That car was Betty’s pride and joy. She’d wash and polish it with the care most people reserved for their children. Betty had none. She was a "spinster", so some used to say, and shake their heads. But to us she was just "Bet"; and jolly good fun she was too.

In my memory Betty was always a grown-up cousin, the daughter of my father’s older brother. A big and cheerful woman with dark, shining eyes, she occasionally wore her hair in two bunches. This did make her look a bit daggy, but daggy suited an aspect of her personality; and she knew it made us laugh.

When we had a family day they’d all come rolling in: Betty drove the EJ, freshly polished, Auntie Em in front with fox fur round her shoulders, and Uncle Phil behind in suit and tie. Philly, as the grown-ups called him, referred to himself as 'Uncle Poo'. He would press two bob into our hands, saying 'Give your Uncle Poo a hug', and laugh out of the corner of his mouth.

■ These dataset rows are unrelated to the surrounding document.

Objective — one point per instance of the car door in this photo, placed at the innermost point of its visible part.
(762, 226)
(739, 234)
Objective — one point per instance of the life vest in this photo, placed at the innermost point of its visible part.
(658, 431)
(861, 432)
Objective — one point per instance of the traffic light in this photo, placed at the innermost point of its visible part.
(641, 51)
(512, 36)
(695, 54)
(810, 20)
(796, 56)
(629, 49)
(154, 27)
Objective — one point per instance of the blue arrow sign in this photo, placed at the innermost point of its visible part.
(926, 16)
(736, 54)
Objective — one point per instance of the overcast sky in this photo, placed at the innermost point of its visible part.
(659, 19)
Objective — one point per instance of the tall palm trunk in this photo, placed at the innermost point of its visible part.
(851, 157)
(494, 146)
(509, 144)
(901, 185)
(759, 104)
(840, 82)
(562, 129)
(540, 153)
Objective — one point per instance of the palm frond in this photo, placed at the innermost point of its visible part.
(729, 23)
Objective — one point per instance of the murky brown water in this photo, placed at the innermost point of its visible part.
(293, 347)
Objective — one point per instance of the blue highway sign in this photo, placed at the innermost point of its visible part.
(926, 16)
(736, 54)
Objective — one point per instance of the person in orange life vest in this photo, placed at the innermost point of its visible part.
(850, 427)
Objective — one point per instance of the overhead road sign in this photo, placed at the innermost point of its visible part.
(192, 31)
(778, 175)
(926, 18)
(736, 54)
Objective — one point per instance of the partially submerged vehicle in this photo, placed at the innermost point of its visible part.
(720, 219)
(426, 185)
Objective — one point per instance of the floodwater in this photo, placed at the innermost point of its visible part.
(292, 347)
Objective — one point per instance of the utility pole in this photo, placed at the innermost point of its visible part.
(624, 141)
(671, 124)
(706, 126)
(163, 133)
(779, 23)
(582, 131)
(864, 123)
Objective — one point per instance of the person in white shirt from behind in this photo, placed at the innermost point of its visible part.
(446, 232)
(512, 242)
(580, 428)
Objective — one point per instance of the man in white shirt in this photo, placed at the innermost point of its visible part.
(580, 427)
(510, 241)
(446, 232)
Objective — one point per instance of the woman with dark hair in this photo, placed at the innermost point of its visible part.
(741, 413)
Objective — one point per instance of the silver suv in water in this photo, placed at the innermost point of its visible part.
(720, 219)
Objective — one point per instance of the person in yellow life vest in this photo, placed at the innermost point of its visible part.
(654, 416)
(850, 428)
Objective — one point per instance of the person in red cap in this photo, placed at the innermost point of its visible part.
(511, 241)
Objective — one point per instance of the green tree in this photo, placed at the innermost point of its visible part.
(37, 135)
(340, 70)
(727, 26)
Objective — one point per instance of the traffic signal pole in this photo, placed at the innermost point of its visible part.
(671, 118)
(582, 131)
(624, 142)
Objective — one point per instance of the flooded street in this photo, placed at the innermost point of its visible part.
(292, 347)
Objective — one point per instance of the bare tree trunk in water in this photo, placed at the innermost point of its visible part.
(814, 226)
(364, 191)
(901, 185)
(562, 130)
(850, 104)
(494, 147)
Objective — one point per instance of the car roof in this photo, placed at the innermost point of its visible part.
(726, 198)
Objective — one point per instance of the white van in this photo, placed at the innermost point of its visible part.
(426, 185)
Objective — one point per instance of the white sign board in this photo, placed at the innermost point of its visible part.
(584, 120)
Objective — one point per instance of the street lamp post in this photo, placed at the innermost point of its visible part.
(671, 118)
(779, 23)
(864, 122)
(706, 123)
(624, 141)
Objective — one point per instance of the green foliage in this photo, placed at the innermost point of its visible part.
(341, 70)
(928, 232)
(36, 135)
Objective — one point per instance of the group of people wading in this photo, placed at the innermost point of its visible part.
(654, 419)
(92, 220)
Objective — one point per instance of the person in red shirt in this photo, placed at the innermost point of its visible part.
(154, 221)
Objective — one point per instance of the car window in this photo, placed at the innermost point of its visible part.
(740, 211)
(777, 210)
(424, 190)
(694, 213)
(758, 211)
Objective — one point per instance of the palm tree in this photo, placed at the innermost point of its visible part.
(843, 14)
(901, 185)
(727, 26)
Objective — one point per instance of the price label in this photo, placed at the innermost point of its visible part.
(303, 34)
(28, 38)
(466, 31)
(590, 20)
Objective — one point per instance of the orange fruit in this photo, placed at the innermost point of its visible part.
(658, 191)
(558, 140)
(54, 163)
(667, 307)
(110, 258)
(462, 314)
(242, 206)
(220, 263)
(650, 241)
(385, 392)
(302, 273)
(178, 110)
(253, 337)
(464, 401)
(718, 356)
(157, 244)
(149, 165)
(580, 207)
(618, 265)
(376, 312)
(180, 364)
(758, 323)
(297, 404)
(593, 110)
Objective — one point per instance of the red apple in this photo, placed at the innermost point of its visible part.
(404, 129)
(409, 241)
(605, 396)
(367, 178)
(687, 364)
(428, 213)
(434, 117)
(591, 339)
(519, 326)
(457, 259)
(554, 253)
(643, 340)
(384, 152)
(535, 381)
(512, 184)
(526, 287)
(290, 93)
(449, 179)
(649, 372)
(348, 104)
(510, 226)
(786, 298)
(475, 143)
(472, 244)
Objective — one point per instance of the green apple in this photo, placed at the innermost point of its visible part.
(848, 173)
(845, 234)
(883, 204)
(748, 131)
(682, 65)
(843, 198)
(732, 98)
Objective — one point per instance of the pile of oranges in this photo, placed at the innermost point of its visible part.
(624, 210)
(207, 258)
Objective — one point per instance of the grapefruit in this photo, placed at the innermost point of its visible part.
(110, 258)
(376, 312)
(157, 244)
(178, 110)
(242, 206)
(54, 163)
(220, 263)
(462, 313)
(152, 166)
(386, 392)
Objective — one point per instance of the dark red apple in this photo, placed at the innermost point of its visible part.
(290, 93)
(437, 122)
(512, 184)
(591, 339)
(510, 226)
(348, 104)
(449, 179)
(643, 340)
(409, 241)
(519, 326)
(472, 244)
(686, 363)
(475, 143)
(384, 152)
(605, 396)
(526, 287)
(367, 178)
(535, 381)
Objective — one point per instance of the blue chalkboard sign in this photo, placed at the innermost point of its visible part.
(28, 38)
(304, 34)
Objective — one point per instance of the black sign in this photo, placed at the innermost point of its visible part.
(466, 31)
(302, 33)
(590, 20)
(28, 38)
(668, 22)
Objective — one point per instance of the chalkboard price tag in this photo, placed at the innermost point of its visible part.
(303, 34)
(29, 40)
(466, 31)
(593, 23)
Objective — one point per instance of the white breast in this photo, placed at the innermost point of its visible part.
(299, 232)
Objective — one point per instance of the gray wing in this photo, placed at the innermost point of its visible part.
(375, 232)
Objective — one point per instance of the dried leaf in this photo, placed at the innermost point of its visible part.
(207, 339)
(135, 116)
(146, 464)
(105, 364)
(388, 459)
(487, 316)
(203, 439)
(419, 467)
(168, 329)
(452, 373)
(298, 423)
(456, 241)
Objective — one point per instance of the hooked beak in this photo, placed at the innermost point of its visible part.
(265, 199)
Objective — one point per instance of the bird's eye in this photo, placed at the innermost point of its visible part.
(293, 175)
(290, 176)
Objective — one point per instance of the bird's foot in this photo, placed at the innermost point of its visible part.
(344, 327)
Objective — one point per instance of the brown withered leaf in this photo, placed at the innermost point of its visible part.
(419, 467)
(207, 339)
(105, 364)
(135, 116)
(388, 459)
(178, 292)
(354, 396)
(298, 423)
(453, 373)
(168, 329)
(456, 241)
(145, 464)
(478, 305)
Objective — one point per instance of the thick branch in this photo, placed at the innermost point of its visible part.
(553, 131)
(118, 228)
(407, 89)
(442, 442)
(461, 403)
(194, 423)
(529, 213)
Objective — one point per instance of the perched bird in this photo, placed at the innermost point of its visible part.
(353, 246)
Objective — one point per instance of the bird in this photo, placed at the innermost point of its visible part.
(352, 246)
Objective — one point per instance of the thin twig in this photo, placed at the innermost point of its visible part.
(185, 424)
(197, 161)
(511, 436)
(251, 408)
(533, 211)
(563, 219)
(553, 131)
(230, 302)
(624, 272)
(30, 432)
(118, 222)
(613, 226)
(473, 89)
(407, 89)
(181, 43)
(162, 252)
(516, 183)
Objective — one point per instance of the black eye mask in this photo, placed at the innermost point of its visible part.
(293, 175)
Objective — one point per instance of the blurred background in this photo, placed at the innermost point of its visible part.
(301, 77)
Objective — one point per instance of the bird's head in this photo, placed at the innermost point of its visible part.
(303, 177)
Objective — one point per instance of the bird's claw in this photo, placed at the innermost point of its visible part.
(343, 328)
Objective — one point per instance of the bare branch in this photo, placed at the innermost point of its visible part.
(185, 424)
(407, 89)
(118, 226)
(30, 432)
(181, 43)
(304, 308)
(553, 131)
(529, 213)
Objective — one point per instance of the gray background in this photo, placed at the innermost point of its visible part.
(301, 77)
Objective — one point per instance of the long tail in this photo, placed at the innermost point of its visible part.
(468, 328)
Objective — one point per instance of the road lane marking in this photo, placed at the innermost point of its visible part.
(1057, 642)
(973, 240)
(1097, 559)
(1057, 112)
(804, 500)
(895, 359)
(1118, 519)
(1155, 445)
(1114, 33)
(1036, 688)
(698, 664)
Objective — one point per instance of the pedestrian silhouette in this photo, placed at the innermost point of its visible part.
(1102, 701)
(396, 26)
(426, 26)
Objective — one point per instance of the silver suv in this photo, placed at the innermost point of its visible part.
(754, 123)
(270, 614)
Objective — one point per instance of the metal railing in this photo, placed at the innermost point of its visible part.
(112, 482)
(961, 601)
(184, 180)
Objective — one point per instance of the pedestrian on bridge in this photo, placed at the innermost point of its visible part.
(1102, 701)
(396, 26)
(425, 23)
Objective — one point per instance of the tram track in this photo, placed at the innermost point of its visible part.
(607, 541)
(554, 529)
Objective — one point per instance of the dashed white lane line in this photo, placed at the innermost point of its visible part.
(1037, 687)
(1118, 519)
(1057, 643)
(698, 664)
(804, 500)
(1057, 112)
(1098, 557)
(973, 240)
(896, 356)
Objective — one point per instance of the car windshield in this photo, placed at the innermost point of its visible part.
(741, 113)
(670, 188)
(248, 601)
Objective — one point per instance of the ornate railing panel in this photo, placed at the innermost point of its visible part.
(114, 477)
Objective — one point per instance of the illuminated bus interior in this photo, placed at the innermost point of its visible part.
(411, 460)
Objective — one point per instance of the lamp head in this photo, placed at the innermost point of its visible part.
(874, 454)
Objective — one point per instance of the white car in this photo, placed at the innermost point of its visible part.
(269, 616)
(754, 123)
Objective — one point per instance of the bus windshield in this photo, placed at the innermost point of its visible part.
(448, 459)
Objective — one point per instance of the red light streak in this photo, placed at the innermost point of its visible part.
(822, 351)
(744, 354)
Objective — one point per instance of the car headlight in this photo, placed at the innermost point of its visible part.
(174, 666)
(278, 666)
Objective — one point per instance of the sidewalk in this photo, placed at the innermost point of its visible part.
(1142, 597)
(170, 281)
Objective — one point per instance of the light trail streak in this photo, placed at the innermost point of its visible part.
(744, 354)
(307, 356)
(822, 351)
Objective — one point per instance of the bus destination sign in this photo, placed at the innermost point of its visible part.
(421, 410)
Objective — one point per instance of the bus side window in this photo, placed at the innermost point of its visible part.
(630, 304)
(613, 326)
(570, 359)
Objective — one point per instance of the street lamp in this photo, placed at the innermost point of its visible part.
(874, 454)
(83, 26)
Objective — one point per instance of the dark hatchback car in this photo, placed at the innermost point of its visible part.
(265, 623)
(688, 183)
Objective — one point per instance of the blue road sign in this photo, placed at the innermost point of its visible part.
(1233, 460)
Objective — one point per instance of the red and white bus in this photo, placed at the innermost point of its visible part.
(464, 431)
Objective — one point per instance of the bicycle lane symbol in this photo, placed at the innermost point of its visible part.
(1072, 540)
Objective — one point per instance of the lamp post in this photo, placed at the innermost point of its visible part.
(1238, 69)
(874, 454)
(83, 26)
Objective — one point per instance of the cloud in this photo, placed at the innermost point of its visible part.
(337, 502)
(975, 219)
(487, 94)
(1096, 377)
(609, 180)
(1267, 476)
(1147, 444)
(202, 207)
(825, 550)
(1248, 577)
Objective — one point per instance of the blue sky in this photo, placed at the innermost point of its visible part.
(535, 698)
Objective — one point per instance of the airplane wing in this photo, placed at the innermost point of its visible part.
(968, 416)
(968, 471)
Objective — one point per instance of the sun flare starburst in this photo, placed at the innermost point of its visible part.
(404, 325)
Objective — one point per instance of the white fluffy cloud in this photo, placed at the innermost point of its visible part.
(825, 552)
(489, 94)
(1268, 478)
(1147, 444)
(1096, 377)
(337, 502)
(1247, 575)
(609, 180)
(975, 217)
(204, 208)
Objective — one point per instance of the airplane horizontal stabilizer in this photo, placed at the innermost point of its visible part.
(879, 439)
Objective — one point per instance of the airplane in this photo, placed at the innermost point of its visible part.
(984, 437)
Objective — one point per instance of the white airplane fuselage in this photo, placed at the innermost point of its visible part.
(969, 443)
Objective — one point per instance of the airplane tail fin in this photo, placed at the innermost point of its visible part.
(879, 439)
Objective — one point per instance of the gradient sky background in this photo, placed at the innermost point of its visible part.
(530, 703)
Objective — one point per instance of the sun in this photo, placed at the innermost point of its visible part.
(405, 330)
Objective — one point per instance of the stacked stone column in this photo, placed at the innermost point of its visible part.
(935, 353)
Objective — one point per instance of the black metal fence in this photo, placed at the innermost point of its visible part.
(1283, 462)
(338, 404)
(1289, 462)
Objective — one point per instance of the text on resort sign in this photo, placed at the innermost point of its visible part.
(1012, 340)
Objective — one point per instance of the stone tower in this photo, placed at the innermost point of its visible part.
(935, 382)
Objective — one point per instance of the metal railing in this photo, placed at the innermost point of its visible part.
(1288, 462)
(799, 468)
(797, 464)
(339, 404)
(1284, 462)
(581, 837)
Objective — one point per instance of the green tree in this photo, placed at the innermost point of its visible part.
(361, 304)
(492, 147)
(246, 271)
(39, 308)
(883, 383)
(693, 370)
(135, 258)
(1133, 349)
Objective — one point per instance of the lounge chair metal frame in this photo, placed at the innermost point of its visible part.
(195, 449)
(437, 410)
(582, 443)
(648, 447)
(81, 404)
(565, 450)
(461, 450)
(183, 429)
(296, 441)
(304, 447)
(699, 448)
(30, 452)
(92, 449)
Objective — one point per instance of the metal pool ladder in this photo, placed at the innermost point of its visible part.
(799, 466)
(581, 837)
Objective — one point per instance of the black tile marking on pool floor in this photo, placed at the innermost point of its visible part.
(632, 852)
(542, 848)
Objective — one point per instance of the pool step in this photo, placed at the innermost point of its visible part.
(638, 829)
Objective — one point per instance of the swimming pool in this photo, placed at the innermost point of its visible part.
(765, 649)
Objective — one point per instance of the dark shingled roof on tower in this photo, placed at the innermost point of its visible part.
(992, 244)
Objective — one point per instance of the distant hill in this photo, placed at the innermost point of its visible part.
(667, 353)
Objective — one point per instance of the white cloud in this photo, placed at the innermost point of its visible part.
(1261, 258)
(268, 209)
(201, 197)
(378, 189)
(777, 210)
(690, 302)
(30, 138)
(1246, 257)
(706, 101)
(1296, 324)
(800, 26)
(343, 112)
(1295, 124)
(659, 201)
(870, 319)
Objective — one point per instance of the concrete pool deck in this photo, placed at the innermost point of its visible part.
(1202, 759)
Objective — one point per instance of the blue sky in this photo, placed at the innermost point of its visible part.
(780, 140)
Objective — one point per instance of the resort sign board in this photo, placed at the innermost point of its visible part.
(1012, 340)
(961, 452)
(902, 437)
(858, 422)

Despite these times of happiness, there always was an undercurrent of melancholy across our extended family; a sadness; a weight of things that never could be said. This was a burden carried by women. Even Betty had her give-away brow. For all the laughter she had a way of wrinkling her forehead. She’d look across at Em, and sometimes say 'Are you OK Mumma?'  Mumma would give a tired sigh, but that was all ...

We thought at one stage the EJ may have been Bet’s liberation from all this. But she stayed at home, as Em and Philly grew older and more dependent. The hair stayed in bunches. Betty never grew up.

We moved away. When next I heard it was probably too late.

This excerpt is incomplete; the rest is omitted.